CSR - who cares wins
Originally published on Adiona Magazine, October 2017
Should people really care about the impact of CSR on business
In a world where public faith in free enterprise is under enormous strain, Corporate Social Responsibility (CSR) is often viewed with suspicion. Many members of the public view CSR as little more than a public relations exercise – a view shared by some business leaders. Although it can be tempting, CSR should not be thought of as a peripheral programme that does no more than make the website look good. Real Corporate Social Responsibility, when done right, is integral to business performance. There is an increasing body of evidence that demonstrates that businesses which engage in large amounts of CSR activity have more productive employees, better recruitment, lower staff turnover and higher sales than other companies. We take a deeper look at these studies to identify whether or not people really should care about the impact of CSR on business.
Most people want to work for a company that has a positive impact on society. If they end up at such a company their improved job satisfaction is likely to have an impact on the value they create. Professor Alex Edmans, of the London Business School, has demonstrated a causal relationship between job satisfaction and firm value in this 2012 study. Using data from hundreds of companies between 1984 and 2011, he found that companies with high rates of job satisfaction generated between 2.3%-3.8% higher annual stock returns over the long term. He found that “job satisfaction is a valuable characteristic [that]…is not fully valued by the market.” As a result, Professor Edmans argues that stronger CSR improves stock returns through its impact on employee productivity. A study by University of Southampton found that if businesses can use CSR as a highly effective performance incentive. The researchers found that when employees were offered a donation to a charity of their choice for reaching a target the resulting improvement in performance was almost exactly the same as if they were offered a bonus themselves. By involving employees in the CSR programme, and tying it to performance, employee productivity was increased by a staggering 13%. Companies can go even further to involve their employees in decision making. At Personal Group, we offer every employee the opportunity to donate £100 of company money to a charity of their choice, regardless of performance. We’ll also match any fundraising our team does up to the value of £250.
Recruitment and retention
Social Responsibility is a value and shared values bring teams together. If your CSR programme is at the heart of what you do then it will foster a positive work environment that will create a number of virtuous cycles. One of those is the retention of good staff. In A 2010 study by a Professor of Economics at the Rensselaer Polytechnic Institute found that public corporations rated as socially responsible had a 25-30% reduced turnover rate compared to non-CSR peers. The model used estimated that the level of increased financial remuneration needed to see the same result was equivalent to 9% of the mean wage. ProjectROI (iosustainability.com), a report released in 2014, reported that IBM’s ‘Corporate Services Corps’ programme, which enables employees to share their professional skills with a company in a developing country, produced a $600m return on a $200m investment. This was largely down to improved retention, as turnover among employees involved in the programme fell from the company average of 12% per year to just 1%. Indeed, the draw of good CSR is so strong that the 2012 Net Impact survey found that 53% of employees considered working in ‘a job where I can make an impact’ vital for their happiness. This feeling is particularly acute with young people, with 72% of students placing the desire to make an impact as either an essential or very important factor when choosing a job. With so many people on the lookout for employers who make a meaningful social contribution, many businesses cannot afford to miss out on top talent – and the savings incurred when they are retained.

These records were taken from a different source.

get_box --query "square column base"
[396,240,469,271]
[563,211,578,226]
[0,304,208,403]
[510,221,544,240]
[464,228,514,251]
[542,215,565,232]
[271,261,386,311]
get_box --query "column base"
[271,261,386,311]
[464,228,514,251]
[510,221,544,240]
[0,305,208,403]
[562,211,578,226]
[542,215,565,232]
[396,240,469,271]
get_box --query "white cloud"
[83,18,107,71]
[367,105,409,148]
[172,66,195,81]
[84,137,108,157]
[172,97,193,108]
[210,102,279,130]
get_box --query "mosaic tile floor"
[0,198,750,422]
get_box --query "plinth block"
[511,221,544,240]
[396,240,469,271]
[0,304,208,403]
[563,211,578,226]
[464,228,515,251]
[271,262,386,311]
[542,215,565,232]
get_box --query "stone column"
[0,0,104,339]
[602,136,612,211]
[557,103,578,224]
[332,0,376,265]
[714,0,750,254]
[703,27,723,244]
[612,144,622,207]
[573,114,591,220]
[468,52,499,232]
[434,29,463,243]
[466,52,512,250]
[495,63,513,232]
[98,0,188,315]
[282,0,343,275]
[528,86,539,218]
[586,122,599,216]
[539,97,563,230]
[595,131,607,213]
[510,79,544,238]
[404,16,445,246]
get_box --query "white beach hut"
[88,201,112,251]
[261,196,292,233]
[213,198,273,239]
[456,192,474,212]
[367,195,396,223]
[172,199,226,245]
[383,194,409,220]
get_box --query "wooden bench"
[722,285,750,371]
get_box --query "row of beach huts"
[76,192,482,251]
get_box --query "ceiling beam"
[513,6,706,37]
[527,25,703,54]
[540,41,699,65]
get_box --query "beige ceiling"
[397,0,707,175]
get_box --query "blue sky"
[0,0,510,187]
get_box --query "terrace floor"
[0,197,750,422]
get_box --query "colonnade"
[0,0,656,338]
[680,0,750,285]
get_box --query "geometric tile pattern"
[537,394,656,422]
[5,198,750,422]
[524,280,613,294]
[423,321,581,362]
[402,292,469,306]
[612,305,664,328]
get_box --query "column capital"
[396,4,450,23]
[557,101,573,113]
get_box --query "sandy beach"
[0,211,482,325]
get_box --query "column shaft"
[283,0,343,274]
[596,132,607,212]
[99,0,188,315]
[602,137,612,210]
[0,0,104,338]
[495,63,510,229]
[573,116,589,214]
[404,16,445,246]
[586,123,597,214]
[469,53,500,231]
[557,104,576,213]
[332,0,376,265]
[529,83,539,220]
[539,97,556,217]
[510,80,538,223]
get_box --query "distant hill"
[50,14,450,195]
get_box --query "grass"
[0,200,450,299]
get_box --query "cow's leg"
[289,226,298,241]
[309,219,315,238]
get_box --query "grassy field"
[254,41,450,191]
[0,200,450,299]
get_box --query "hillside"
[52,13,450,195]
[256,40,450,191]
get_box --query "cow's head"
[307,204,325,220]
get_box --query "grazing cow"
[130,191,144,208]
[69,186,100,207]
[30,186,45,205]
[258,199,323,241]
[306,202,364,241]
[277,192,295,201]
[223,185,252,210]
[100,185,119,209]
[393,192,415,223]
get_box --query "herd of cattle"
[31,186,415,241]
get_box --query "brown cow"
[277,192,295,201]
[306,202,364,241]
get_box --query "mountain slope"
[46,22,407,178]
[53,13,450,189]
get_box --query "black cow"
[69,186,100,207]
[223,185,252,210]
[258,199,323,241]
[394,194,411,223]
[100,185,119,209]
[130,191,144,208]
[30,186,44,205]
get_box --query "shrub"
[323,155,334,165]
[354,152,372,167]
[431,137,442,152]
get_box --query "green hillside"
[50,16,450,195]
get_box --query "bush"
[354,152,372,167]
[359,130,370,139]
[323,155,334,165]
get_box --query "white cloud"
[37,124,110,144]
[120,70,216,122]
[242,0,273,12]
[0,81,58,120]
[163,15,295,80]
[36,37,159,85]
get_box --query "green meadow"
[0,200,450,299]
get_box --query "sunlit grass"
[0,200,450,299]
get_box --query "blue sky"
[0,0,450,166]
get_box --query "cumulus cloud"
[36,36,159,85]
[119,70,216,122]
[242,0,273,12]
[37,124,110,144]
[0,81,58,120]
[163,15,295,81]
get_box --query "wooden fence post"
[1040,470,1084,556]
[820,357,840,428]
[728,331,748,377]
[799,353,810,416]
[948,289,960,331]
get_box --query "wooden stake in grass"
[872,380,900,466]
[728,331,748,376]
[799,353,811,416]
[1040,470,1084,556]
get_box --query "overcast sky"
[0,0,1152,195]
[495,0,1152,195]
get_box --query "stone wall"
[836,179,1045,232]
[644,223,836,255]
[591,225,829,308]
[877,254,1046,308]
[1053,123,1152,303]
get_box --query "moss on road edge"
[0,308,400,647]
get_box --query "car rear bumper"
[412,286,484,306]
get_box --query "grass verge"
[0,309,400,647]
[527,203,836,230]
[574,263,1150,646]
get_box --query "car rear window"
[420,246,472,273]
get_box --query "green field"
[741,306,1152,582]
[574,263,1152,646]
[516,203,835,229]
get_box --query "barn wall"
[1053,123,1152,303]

A 2015 study by Harvard, Stanford and the London School of Economics found that responsible retailers, specifically those who source their products through Fair Trade principles, had revenues up to 20% higher than the competition. When they looked at the coffee industry, the saw that when two popular coffees went Fair Trade they saw sales rise 10% faster than their rivals. They also noted that demand for their products remained steady when prices were raised, while other brands saw sales fall dramatically. Every industry is different, but many businesses have the opportunities to improve their reputation and customer relationships through CSR. Customers value responsible companies – and they are willing to pay for it. The commercial benefits of CSR are clear. Although there are reputational benefits, it is far more than a publicity stunt. CEOs have the opportunity to have an enormous social impact – by freeing up the untapped potential of their employees who want to make a difference – whilst also delivering the best returns for their companies. So who cares about CSR? We all should, because socially responsible business is the future.